The nurses in the ward were efficiently preparing beds – they were obviously expecting some more patients too. One of them looked up and gave me a little wave, but they barely acknowledged me as I slipped into Nelly’s side room and shut the door behind me.
‘Nell?’
Nelly’s eye blinked open.
‘Were you sleeping?’
She shook her head gently.
‘I’ve come …’ I said. My voice shook. ‘I’ve come to do as you asked.’
Nelly reached out and took my hand, squeezing my fingers tightly.
I looked down at her hand on mine, noticing that her fingertips were dusky purple and her knuckles were swollen. She didn’t have long, I thought. Even if I didn’t do this now, there was no doubt that she was dying. But this way the end would be quick and painless. She would fall asleep and she wouldn’t wake up and I would be by her side.
‘I have the morphine,’ I said, speaking slowly and clearly, but quietly. ‘If you want me to administer it, please squeeze my hand once for yes and twice for no.’
Nelly squeezed once. I felt dizzy suddenly and I was glad she was holding me. I looked round at the closed door of her room.It was shut tight, but on a whim, I pulled the chair from next to the bed to block it. Just in case. Through the window I could see nurses bustling past. No one would bother us, I thought.
‘I’m going to prepare the dose now,’ I said. ‘Remember we discussed you hitting the bedclothes if you want me to stop? Don’t forget.’
Nelly’s fingers stayed still. Carefully I let go of her hand and laid it on the sheet. Then I went to the end of her bed and checked her drug chart to see how much morphine she’d been given. I’d done my sums over and over but I wanted to be sure. Satisfied I knew how much to give her, I filled the syringe I’d brought with me, put it on a tray, and went back to her bedside.
‘Nelly,’ I said, stroking her hair and speaking softly. ‘It’ll just be a sharp scratch and then you’ll go to sleep. I’ll be here the whole time.’ I swallowed. ‘Can you hit the bedclothes if you want me to stop?’
I fixed my eyes on her hand. It didn’t move.
Fighting the urge to throw the syringe into the waste bin and run away, I cleaned her arm, and then I tried to pick up the syringe, but my hands were trembling so violently that I couldn’t even do that.

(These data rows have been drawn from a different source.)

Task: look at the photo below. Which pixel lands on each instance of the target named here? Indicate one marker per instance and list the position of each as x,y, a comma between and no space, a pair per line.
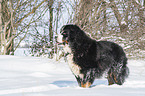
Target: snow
33,76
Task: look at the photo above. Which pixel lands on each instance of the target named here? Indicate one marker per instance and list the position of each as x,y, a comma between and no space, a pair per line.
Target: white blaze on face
59,39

‘Sorry,’ I murmured. ‘Sorry.’ I took a deep breath, clenching my hands into fists and then releasing them. When I felt less shaky, I tried again. This time I fumbled a little but picked up the syringe.

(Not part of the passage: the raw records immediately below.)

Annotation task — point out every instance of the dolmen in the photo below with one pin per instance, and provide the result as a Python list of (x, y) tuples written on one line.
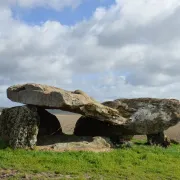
[(119, 120)]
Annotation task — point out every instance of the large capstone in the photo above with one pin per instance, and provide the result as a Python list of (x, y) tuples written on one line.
[(19, 126), (147, 115), (55, 98)]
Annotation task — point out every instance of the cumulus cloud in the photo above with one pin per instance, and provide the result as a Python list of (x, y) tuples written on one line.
[(131, 49), (54, 4)]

‘Last chance,’ I said. ‘Do you want me to stop?’
Nelly’s hand twitched and I froze, my eyes never moving from her fingers. But instead of hitting the sheets, she brought her hand up towards her mouth, touching her fingers to her chin briefly and them taking them away. I smiled. She’d had a deaf patient on her ward a few months before who had used sign language and we’d all picked up a few things. “Thank you,” Nelly was signing.
‘You’re welcome,’ I whispered. ‘Ready?’
Nelly gave a tiny nod.
‘I love you, Nell.’ I said. Then with a deep breath, I put thesyringe into her arm and pushed the drug into my best friend’s vein.

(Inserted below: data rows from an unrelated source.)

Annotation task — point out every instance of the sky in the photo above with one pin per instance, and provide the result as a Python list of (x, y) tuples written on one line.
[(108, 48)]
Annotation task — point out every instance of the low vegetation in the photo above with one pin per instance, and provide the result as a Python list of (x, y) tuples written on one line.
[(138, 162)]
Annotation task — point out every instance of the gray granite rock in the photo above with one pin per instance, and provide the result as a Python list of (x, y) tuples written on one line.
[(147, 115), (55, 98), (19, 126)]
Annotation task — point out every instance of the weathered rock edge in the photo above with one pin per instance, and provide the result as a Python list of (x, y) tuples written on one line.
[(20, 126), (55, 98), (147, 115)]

When I was done, I leaned over and kissed her head, noticing her eye was closed already and her breathing was slowing. Quickly, I cleared away the mess, dropping the syringe and bottles into the waste bin and putting the tray back where I’d taken it from. As I worked, I counted Nelly’s rasping breaths. One … two … Slow, slower, slower. I reached out and felt her pulse. It was very weak now and I could barely feel it, though her wrist was thin and frail and her skin was so pale that her veins were visible. Around her nose and mouth was some frothy liquid. I knew that meant her lungs were failing. Very gently, I wiped it away and bent over her, listening for another breath.
None came.
I watched for a moment, to see if her chest would continue to rise and fall. But it didn’t. She was gone.
I breathed in deeply, a painful, juddering breath. I wanted to throw my head back and wail because Nelly was dead and I had killed her and I would miss her. But instead I wiped my eyes and straightened my dress. There were patients to attend to and jobs to do.